冷静と情熱の間 Blu&Rosso 著者:辻一成&江国香織


 「阿形順正は私のすべてだった。(略)もしもどこかで順正が死んだら、私にはきっとそれがわかると思う。どんなに遠く離れていても。
二度と会うことはなくても」

 一番初めのこの文に私は惹かれてどうしようもなかった。あおいの恋は自分の10代後半から20代の始めの日々と重なった。ちょうど私もかつてのあおいと同じくらいの年だった頃のこと。もちろんこの小説の2人のように強く、激しく愛し合っていたわけではない。
でもなぜだろう、あのころのことが懐かしいのは。それはきっと自分が純粋だったから。打算もなくて未来もなくてその人と過ごす時間だけを見つめていたから。あの頃に帰りたいとは思わないが、あの頃の自分のことは好きだ。

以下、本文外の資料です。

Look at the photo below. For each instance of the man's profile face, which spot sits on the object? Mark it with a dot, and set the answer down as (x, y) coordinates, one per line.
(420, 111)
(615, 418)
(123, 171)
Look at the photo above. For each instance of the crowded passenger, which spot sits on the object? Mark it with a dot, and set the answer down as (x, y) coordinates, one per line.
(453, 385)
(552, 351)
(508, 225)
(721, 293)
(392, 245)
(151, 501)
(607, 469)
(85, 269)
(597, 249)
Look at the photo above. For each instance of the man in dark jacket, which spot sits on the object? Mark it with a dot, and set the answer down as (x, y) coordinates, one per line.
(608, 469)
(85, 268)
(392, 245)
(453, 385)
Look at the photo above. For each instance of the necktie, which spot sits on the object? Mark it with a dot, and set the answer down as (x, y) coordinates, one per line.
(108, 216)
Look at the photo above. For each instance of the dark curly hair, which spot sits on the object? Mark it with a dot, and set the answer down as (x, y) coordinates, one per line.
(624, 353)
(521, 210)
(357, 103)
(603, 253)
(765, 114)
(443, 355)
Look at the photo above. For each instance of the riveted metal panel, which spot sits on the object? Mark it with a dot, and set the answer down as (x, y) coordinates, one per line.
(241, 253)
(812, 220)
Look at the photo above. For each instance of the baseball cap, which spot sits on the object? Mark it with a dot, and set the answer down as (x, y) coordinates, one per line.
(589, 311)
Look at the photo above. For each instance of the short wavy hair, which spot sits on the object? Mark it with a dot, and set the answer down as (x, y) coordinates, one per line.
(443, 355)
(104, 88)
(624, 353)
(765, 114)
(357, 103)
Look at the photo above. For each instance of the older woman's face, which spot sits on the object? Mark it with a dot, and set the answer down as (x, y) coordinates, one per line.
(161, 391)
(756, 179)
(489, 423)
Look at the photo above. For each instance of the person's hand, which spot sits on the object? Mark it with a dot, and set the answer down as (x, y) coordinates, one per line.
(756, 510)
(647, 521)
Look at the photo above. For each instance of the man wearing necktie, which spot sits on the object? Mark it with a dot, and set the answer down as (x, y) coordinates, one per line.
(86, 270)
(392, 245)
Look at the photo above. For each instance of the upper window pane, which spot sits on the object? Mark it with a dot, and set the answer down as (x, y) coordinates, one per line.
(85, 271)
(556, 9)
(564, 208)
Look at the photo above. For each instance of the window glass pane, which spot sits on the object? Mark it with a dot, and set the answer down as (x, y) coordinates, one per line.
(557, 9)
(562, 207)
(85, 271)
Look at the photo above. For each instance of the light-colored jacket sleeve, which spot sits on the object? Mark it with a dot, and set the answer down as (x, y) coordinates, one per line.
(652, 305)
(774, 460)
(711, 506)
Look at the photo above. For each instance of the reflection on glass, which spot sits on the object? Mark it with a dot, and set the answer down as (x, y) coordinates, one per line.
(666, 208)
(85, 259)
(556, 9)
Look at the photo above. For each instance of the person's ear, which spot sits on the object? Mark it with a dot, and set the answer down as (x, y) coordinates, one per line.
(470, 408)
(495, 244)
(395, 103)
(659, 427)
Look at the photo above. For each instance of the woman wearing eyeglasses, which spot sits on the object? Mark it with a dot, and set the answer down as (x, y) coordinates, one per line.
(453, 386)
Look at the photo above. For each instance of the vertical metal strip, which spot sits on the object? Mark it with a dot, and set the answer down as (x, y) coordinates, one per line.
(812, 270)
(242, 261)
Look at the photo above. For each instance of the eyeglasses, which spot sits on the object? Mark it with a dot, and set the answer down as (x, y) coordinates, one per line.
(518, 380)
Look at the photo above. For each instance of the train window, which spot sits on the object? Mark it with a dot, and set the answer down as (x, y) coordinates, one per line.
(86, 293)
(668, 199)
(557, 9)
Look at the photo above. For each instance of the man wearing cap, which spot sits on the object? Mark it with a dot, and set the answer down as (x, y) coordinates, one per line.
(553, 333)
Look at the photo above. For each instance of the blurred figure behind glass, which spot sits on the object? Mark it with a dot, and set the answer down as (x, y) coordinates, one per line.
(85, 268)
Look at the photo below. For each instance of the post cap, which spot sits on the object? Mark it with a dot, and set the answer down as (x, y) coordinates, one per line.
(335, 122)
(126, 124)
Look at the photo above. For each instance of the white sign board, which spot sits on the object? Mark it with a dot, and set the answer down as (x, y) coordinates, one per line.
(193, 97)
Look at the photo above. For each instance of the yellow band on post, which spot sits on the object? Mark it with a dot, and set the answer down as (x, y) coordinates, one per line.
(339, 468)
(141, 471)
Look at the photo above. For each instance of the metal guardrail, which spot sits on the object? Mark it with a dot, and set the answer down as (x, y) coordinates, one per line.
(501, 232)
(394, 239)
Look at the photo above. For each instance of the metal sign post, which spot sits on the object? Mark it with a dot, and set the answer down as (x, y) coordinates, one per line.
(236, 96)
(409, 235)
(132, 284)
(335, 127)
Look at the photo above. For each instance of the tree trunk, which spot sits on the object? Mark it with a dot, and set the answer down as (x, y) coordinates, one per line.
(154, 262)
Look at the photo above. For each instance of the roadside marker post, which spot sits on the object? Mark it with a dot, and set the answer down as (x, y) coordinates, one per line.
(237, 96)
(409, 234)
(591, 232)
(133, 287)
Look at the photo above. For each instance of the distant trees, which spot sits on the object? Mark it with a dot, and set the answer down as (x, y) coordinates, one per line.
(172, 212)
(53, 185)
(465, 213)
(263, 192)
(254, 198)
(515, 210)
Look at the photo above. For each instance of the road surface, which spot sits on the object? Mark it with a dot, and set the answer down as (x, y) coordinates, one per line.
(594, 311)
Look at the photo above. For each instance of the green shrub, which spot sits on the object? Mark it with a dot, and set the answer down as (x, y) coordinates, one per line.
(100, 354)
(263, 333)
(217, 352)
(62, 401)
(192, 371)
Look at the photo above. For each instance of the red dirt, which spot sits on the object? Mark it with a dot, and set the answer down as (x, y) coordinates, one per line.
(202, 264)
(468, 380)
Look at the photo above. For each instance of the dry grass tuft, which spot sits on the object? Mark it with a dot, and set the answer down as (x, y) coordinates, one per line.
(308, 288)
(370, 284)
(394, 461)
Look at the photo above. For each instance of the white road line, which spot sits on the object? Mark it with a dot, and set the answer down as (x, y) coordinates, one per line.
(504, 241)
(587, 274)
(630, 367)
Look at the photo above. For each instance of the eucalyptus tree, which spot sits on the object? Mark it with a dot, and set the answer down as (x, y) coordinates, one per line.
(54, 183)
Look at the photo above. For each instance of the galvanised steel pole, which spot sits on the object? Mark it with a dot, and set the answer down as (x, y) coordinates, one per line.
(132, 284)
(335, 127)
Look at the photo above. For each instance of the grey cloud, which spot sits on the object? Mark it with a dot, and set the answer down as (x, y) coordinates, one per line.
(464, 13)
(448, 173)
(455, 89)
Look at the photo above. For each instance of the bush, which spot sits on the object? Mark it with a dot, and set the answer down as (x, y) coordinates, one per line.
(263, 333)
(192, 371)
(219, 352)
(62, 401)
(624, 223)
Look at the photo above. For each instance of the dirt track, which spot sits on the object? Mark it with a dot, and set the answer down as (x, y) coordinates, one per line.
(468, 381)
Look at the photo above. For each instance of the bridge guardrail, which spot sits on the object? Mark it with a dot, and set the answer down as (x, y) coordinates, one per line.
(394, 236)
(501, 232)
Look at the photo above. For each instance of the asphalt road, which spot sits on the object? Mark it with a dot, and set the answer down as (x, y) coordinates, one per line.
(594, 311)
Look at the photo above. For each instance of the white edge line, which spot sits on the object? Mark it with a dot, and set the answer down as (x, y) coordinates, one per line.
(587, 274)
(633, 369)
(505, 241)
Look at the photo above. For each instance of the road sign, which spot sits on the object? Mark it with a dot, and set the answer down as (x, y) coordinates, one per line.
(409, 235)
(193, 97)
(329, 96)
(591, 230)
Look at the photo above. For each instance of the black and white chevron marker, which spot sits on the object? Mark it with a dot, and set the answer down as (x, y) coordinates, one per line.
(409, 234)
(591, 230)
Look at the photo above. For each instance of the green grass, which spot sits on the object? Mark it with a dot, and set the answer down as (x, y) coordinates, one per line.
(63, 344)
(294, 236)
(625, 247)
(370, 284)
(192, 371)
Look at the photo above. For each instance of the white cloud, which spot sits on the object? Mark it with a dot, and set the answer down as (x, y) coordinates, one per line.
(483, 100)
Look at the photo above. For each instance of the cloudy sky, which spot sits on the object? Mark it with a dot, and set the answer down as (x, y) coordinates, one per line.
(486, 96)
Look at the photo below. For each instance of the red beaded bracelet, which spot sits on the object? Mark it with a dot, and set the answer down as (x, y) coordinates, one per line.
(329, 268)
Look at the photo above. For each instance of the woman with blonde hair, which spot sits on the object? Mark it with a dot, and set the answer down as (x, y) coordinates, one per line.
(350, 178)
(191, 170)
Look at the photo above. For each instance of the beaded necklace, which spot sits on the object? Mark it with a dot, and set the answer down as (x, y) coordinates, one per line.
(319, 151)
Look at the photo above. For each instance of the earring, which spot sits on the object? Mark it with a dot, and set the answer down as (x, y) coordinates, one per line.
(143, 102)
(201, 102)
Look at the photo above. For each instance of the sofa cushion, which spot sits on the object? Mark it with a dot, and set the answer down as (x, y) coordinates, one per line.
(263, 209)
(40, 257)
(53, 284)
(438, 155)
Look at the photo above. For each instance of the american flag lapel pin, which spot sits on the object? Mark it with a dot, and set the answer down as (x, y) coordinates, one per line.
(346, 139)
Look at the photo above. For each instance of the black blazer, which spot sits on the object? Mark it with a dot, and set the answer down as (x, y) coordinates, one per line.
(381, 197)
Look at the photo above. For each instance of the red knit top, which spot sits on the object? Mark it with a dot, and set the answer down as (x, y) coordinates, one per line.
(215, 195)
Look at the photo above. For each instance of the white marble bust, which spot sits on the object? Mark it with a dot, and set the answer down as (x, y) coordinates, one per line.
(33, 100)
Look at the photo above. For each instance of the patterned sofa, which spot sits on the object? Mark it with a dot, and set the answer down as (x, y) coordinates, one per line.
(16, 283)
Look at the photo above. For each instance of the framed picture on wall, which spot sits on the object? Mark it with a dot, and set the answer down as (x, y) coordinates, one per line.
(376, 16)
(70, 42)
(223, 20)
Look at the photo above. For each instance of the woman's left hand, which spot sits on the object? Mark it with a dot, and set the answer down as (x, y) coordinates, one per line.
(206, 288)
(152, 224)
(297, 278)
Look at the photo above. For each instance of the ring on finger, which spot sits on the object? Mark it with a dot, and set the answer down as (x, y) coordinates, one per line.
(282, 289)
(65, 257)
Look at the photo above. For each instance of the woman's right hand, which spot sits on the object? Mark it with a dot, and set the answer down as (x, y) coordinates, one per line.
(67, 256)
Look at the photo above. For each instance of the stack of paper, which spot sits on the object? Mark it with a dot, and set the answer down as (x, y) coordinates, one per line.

 あおいの現在の恋人、アメリカ人のマーヴは完璧だと思う。あおいを本気で愛している。そして才覚があって大人。そのマーヴをあおいはどうしても愛しきることができなかった。恋愛小説に、ありがちだといえばそれまで。でも私は、それを読みながら苛立っていない自分を発見した。「どうしてマーヴと一緒にならないの」「順正よりよっぽど将来性あるのに」という現実的な声が聞こえなかった。(いつもは必ずある声なんだけど)あおいにとって順正が魂の片割れのような存在であることが文章を通して伝わってきたから。「Rosso」の舞台はミラノで、順正は日本(とあおいは思っている)。だから順正はあおいの追憶の中で時折現れるだけだった。それがとても効果的だったと思う。順正を表現する雰囲気のなんて繊細なこと。反対に「Blu」は順正が主人公で舞台は日本とフィレンツェだ。これもあおいは思い出の中に生きているだけ。でも、「Rosso」から読んだせいだろうか。それとも私が女だからだろうか。私の中にあおいが住み着いてしまった。だから順正の思い描くあおいと本当の(Rossoの)あおいとが違うと順正に「あんたは何もわかってないのね」と言いたくなる。そしてRossoに出てくる順正と本当の(Bluの)順正が違うと「所詮現実なんてこんなもんか」と思ってしまう。どうしてもあおいびいきになっている自分がいた。
 順正とともに見る世界。それはとても弱くて、頼りなさげ。マーヴの方が頼れていいじゃないかと思ってしまうが、マーヴとは違う繊細さと弱さがあって(マーヴにも弱さと繊細さはある。それが江国香織のいいところだと思う)、それは女として守りたくなるような母性が働くようなそんな弱さ。芸術家だからかもしれない。最後に2人は出会う。10年の時を越えて。お互い半分あきらめながら、約束のドゥオモで。約束の力。この約束がなければ偶然以外に二人は再会する機会はなかった。過去の約束。未来をも縛る。約束は未来を既定する力があるんだと思った。何もない真っ白な未来に置く布石。最後に2人がどうしても現在フリーであることを言い出せなかったのがまたよかった。お互い恋人と幸せなフリ。そしてまた別れる。辛い気持ちをおしやって。

 でも「Rosso」から読んでよかったと思ったのは「Blu」では、別れてから順正が思い直してミラノまで追いかけようとするところで話が終わっていること。ハッピーエンドを臭わせる終わり方。「Rosso」であきらめていた後だったから、意外性があって、それもとても嬉しい意外性でよかった。でも、ハッピーエンドじゃなくて、お互い心の中で思い合いながら生きて行く方がいいかもしれないけど。一緒にいることで愛が変わってしまうよりは。なんて、ペシミスティックなことも考えてしまうけど・・・。